I found a way to resolved this issue correctly.
As there are two NULL
scenario in your inputs. So, design query according to that ...
select id, esz, code, ranks,
-- lag(times) over(partition by esz order by ranks) as prev_time,
-- lead(times) over(partition by esz order by ranks) as next_time,
times,
CASE
-- Previous || Current* || Next :: Scenario
-- ANY || NOT NULL* || ANY
WHEN(times is not NULL)
THEN times
-- NOT NULL || NULL* || NOT NULL
WHEN(times is NULL AND
(lag(times) over(partition by esz order by ranks)) is not NULL AND
(lead(times) over(partition by esz order by ranks)) is not NULL)
THEN CASE
WHEN((lag(times) over(partition by esz order by ranks) + 1) <
(lead(times) over(partition by esz order by ranks)) - 1)
THEN ((lag(times) over(partition by esz order by ranks)) + 1)
ELSE
((lead(times) over(partition by esz order by ranks)) - 1)
END
-- NOT NULL || NULL || NULL* || ANY (esz = 4 and 2)
WHEN(times is NULL AND
(lag(times) over(partition by esz order by ranks)) is NULL AND
(lag(times, 2) over(partition by esz order by ranks)) is not NULL)
THEN CASE
WHEN((lead(times) over(partition by esz order by ranks)) is NULL)

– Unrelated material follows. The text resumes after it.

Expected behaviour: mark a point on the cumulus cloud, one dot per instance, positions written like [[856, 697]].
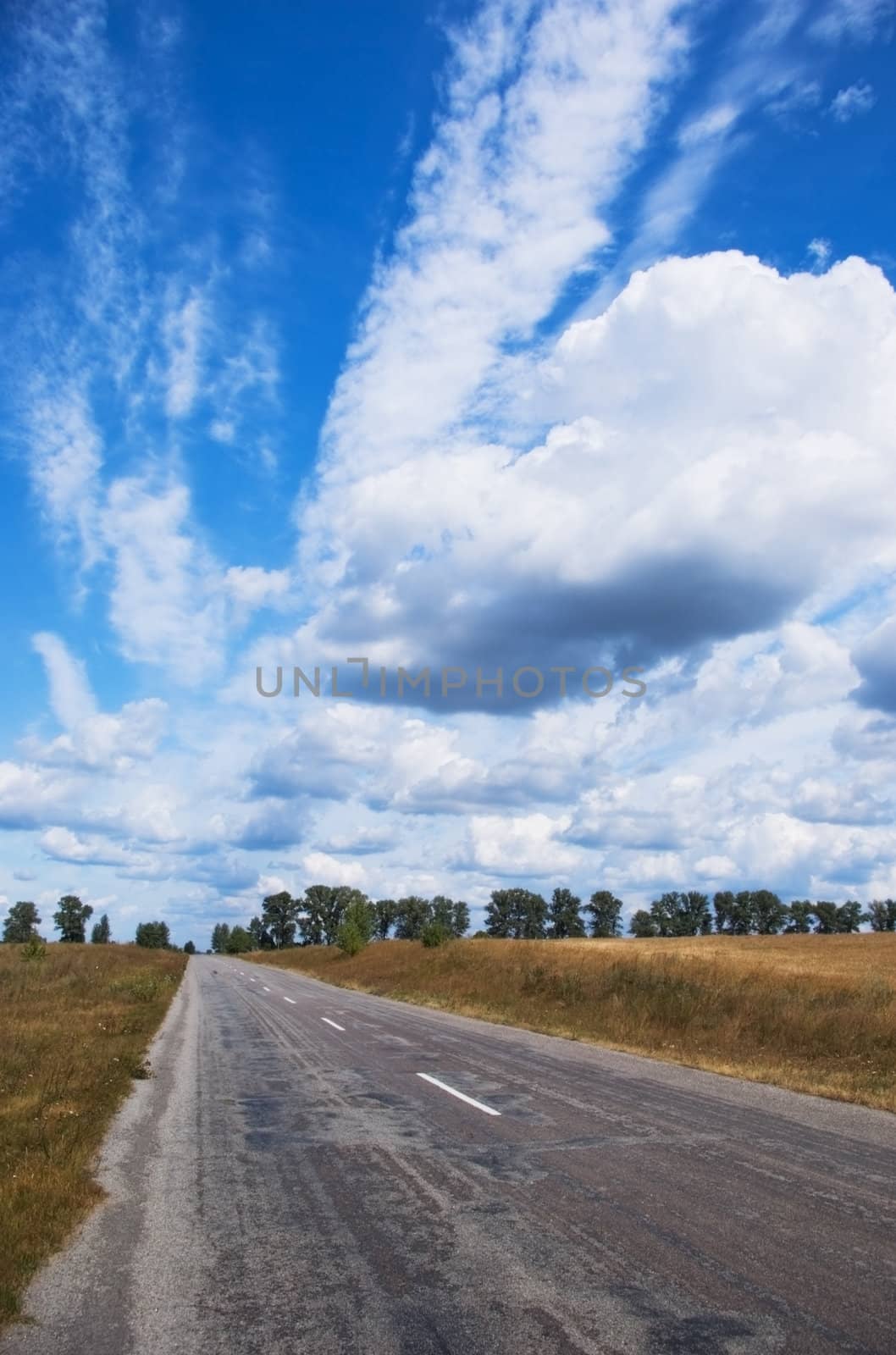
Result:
[[645, 523], [851, 102], [694, 474]]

THEN (lag(times, 2) over(partition by esz order by ranks) + 2)
ELSE CASE
WHEN((lag(times, 2) over(partition by esz order by ranks) + 2) <
(lead(times) over(partition by esz order by ranks) - 1))

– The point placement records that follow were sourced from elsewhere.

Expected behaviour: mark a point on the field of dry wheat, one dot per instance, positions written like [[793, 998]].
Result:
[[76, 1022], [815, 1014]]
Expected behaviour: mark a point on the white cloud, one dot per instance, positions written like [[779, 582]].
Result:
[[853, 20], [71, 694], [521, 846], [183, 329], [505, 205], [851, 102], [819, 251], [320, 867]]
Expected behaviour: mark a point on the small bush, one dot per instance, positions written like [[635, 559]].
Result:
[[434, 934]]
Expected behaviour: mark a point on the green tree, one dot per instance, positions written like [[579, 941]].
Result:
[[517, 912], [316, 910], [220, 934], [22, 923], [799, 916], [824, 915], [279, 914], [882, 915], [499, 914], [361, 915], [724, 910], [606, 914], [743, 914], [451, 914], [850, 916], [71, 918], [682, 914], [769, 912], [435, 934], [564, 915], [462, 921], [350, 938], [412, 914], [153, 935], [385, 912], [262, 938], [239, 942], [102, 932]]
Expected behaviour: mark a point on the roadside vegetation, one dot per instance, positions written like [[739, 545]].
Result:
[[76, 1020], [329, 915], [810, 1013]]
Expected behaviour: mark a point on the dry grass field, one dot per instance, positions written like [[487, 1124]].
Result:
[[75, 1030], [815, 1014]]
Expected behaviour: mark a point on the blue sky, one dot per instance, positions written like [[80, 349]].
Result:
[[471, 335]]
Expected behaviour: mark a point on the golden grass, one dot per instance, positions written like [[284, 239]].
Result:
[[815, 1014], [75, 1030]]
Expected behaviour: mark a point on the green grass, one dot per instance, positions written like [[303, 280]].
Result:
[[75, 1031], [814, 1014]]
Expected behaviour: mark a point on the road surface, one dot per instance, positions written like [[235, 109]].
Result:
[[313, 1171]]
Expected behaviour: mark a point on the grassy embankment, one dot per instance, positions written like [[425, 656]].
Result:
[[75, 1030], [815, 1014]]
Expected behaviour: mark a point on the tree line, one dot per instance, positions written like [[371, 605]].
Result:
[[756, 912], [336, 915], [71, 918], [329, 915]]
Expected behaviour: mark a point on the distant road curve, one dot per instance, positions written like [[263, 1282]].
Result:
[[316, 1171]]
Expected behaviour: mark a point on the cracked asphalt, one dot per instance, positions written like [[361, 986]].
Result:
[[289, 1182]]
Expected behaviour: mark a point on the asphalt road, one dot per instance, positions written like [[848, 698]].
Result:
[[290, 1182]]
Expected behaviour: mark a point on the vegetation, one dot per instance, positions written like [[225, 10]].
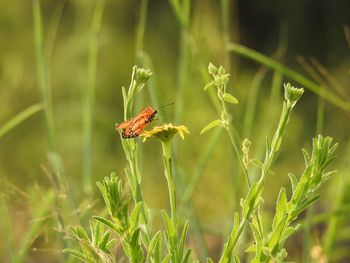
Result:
[[246, 172]]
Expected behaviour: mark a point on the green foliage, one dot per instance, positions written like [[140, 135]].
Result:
[[94, 248], [270, 247]]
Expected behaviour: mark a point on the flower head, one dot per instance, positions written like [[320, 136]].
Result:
[[165, 132]]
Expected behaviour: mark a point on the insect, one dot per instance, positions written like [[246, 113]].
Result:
[[135, 126]]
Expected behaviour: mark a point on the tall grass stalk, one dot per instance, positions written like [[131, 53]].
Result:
[[182, 10], [341, 209], [89, 96], [19, 118], [307, 83], [169, 177], [225, 24], [42, 75], [66, 214], [6, 230], [271, 109]]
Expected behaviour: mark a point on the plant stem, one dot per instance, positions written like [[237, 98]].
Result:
[[312, 86], [169, 177], [271, 154], [43, 76], [225, 23], [19, 118], [90, 96], [6, 229]]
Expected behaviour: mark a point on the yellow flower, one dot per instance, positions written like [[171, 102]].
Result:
[[165, 132]]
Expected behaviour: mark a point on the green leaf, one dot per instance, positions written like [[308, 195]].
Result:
[[293, 181], [209, 85], [75, 253], [281, 207], [134, 242], [236, 259], [287, 233], [229, 98], [186, 257], [251, 201], [214, 123]]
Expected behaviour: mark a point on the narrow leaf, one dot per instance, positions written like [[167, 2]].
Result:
[[75, 253], [293, 181], [211, 125]]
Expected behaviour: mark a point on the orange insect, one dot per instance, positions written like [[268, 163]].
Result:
[[135, 126]]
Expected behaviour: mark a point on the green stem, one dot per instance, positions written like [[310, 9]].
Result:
[[269, 158], [225, 22], [140, 34], [90, 96], [19, 118], [42, 75], [7, 233], [312, 86], [169, 177]]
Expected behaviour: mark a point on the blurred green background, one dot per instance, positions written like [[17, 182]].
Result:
[[309, 37]]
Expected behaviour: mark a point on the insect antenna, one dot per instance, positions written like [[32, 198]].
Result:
[[166, 105]]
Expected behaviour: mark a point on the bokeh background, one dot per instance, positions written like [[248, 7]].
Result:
[[310, 37]]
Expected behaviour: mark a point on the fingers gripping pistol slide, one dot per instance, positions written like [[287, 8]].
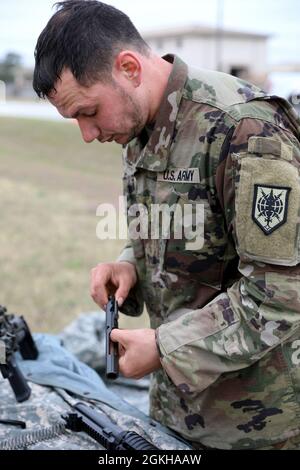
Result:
[[112, 356]]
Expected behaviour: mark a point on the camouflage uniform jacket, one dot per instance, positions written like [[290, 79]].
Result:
[[226, 306]]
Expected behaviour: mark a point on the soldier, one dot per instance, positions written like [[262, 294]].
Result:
[[224, 342]]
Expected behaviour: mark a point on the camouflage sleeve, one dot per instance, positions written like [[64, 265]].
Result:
[[258, 186], [134, 304]]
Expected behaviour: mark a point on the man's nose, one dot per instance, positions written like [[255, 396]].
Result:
[[88, 130]]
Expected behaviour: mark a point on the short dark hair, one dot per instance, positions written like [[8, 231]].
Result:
[[83, 36]]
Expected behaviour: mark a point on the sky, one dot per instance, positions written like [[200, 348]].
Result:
[[21, 21]]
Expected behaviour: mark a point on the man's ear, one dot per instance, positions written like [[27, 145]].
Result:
[[128, 66]]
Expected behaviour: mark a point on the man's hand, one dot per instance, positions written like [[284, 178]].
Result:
[[138, 354], [112, 279]]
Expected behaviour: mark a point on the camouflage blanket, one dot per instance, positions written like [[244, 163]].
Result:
[[64, 380]]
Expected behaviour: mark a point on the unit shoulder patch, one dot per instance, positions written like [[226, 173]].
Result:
[[270, 207]]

THEN (lag(times, 2) over(partition by esz order by ranks) + 2)
ELSE (lead(times) over(partition by esz order by ranks) - 1)
END
END
-- ANY || NULL* || NULL || NOT NULL (esz = 3)
WHEN(times is NULL AND
(lead(times) over(partition by esz order by ranks)) is NULL AND
(lead(times, 2) over(partition by esz order by ranks)) is not NULL)
THEN CASE
WHEN ((lag(times) over(partition by esz order by ranks)) is NULL)

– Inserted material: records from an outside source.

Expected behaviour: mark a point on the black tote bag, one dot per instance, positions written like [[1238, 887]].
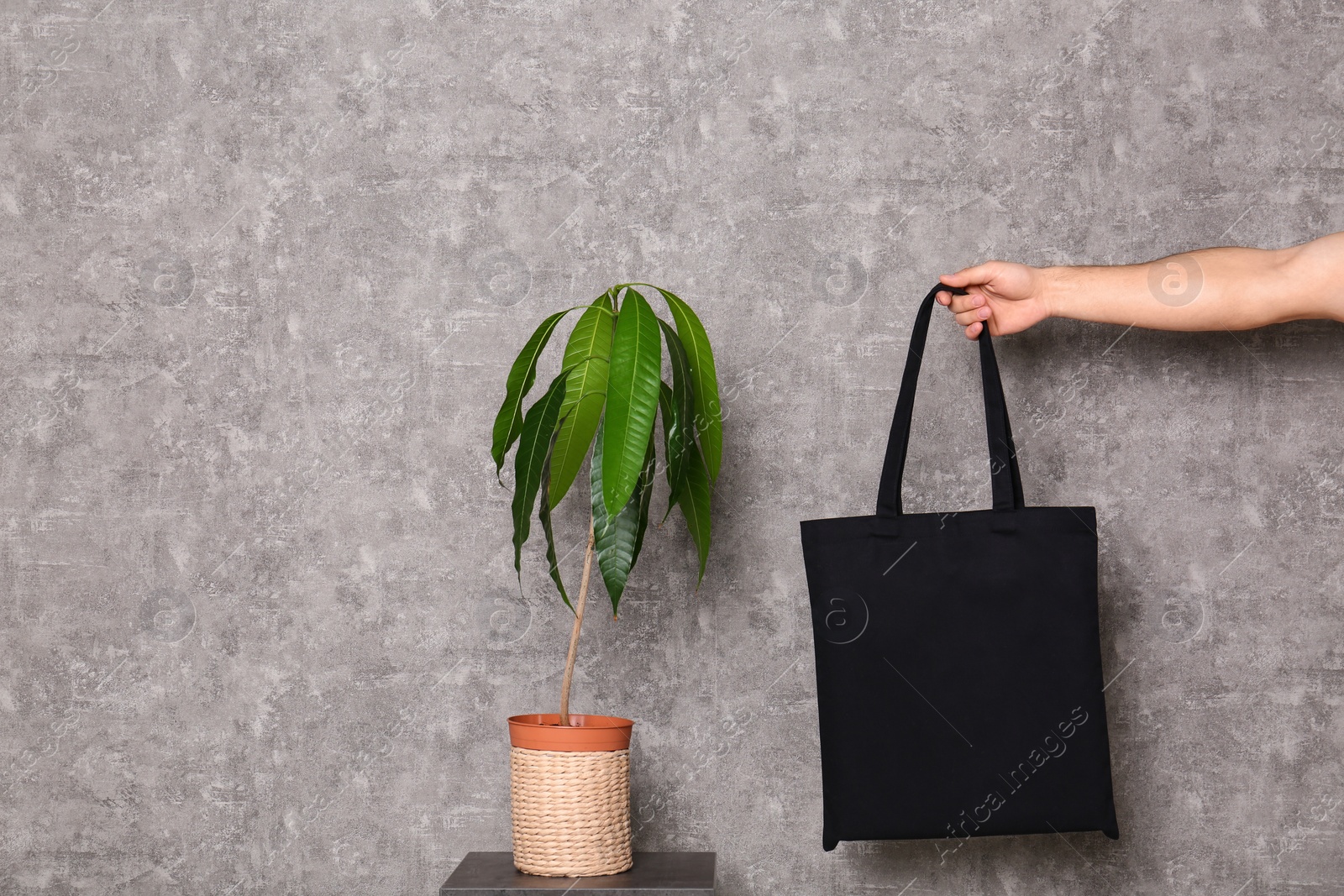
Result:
[[958, 658]]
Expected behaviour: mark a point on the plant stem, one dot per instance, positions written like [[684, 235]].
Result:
[[575, 634]]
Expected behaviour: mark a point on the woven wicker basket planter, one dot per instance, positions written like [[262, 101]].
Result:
[[570, 793]]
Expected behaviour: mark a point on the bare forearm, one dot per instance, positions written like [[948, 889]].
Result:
[[1206, 289]]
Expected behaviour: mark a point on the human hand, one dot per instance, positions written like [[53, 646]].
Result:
[[1007, 296]]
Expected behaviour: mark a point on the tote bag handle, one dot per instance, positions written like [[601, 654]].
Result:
[[1003, 456]]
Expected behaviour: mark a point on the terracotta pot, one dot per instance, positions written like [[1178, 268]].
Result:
[[586, 734], [570, 794]]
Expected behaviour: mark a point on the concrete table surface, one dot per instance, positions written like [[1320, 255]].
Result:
[[654, 875]]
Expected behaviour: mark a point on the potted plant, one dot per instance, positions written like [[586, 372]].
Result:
[[570, 782]]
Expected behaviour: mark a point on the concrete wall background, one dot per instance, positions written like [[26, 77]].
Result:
[[265, 266]]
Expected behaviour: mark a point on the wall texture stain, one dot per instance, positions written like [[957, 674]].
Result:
[[264, 268]]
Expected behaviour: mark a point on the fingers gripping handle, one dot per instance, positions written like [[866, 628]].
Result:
[[1003, 456]]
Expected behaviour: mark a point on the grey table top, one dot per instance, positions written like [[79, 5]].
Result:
[[654, 875]]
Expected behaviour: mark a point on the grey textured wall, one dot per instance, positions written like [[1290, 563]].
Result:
[[265, 266]]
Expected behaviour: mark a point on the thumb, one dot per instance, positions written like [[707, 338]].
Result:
[[971, 275]]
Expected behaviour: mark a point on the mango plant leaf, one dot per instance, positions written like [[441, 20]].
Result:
[[632, 398], [543, 513], [676, 432], [644, 492], [709, 421], [669, 423], [616, 537], [696, 506], [533, 446], [508, 422], [588, 356]]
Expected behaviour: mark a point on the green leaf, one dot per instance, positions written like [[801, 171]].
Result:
[[644, 492], [533, 446], [676, 426], [632, 398], [508, 422], [588, 356], [696, 506], [543, 512], [617, 539], [709, 421], [669, 423]]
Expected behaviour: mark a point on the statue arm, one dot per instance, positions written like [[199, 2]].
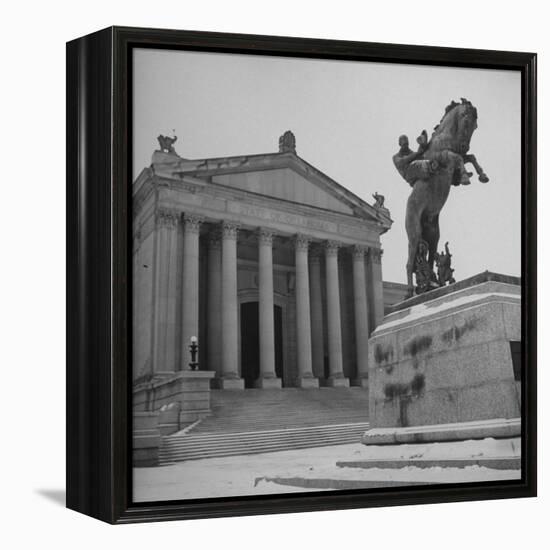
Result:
[[402, 162]]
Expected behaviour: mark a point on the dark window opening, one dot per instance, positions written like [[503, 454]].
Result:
[[515, 349]]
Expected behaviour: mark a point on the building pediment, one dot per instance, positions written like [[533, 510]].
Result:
[[284, 176]]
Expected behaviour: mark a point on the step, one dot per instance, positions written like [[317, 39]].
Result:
[[193, 447], [318, 442]]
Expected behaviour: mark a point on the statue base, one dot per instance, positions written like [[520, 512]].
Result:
[[446, 357]]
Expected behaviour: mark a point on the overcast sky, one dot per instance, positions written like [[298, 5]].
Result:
[[347, 117]]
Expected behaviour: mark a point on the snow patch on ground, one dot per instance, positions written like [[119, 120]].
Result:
[[245, 475]]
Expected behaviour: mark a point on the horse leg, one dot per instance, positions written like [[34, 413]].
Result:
[[414, 234], [473, 161], [413, 245], [431, 236]]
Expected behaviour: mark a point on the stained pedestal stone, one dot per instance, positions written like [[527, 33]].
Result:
[[447, 360]]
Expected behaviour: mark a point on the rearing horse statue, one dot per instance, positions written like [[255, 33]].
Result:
[[431, 171]]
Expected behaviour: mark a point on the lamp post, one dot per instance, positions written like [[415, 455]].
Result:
[[193, 349]]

THEN (lead(times, 2) over(partition by esz order by ranks) - 2)
ELSE CASE
WHEN((lag(times) over(partition by esz order by ranks) + 1) <
(lead(times, 2) over(partition by esz order by ranks) - 2))
THEN (lag(times) over(partition by esz order by ranks) + 1)
ELSE (lead(times, 2) over(partition by esz order by ranks) - 2)
END
END
-- NOT NULL || NULL* || ANY
WHEN(times is NULL AND
(lag(times) over(partition by esz order by ranks)) is not NULL)
THEN ((lag(times) over(partition by esz order by ranks)) + 1)
-- NULL || NULL* || NOT NULL
WHEN(times is NULL AND
(lag(times) over(partition by esz order by ranks)) is NULL AND
(lead(times) over(partition by esz order by ranks)) is not NULL)
THEN ((lead(times) over(partition by esz order by ranks)) - 1)
ELSE -999
END as time_output
from T1
Run the Query: db<>fiddle
This solution work for two null
scenario top or bottom or both, as follows:
value | null | *(Current Position = NULL) | null | value
value | null | *(Current Position = NULL) | anything
anything | *(Current Position = NULL) | null | value
So, go to db<>fiddle page and there I explain all conditions one by one.
Please add the Case-03
(null-CurrentPos-null
) scenario if required.
I think you understand my approach. So, design your query according to that.